Pendant tout ce temps, il a vécu en fils tendre et reconnaissant, dans l’intimité des deux femmes à qui il doit tout et dont, à cette heure, Je dévouement maternel, qui les a transformées, rachète le passé. De même quelles sont tout pour lui, de même il est tout pour elles. Elles aident à sa carrière, mettent à son service toute leur activité, importunent leurs amis en sa faveur, frappent à toutes les portes pour hâter son avancement. Elles sollicitent Talleyrand, le pair de France Lenoir de la Roche, le prince de Condé, à qui elles donnent des fêtes au château de Chenoise, où, en vertu d’un arrangement avec elles, il a ses équipages de chasse. En faveur de ce fils adoré, elles se permettent toutes les démarches. Elles écrivent au ministre de la Guerre Gouvion Saint-Cyr : « Vous êtes le père de tous les militaires français, le Turenne de notre temps. » Elles signent toutes deux cette supplique qui n’est qu’une apologie du jeune Chenoise, une longue énumération de ses mérites, qu’elles rappellent à l’effet de prouver qu’il est digne de devenir officier d’ordonnance du ministre.

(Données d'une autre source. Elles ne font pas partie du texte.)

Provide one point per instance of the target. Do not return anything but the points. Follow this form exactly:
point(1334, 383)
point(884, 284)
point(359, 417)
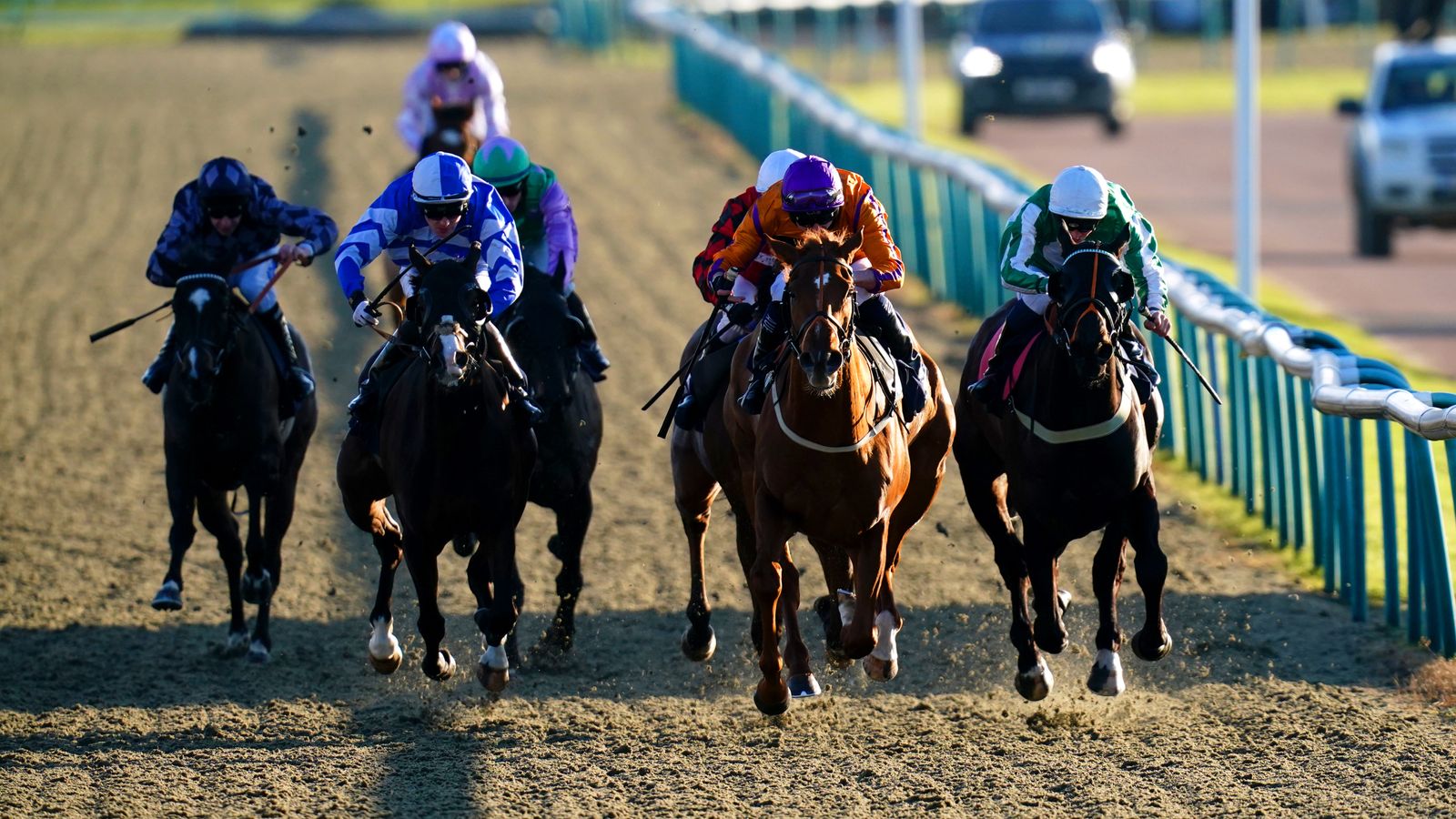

Ainsi, l’amour maternel si longtemps muet dans le cœur d’Adèle de Bellegarde a éclaté et, quoique tardif, il la métamorphose, tandis qu’Aurore, qui, depuis longtemps, avait secoué la funeste influence de Philibert Simond, a trouvé dans les devoirs de sa maternité d’emprunt sa véritable voie et, comme la tante Aurore de la romance, se croit déjà une aïeule. Elles vivent maintenant graves et dignes, rendues à leur milieu social, revenues de leurs équipées, vouées à des œuvres charitables, désarmant la malveillance par la rectitude de leur conduite, leur tolérance, leur bonne grâce, leur simplicité, repenties, sinon consolées, grâce au fils chéri qui remplace pour elles tout ce que leurs fautes leur ont fait perdre.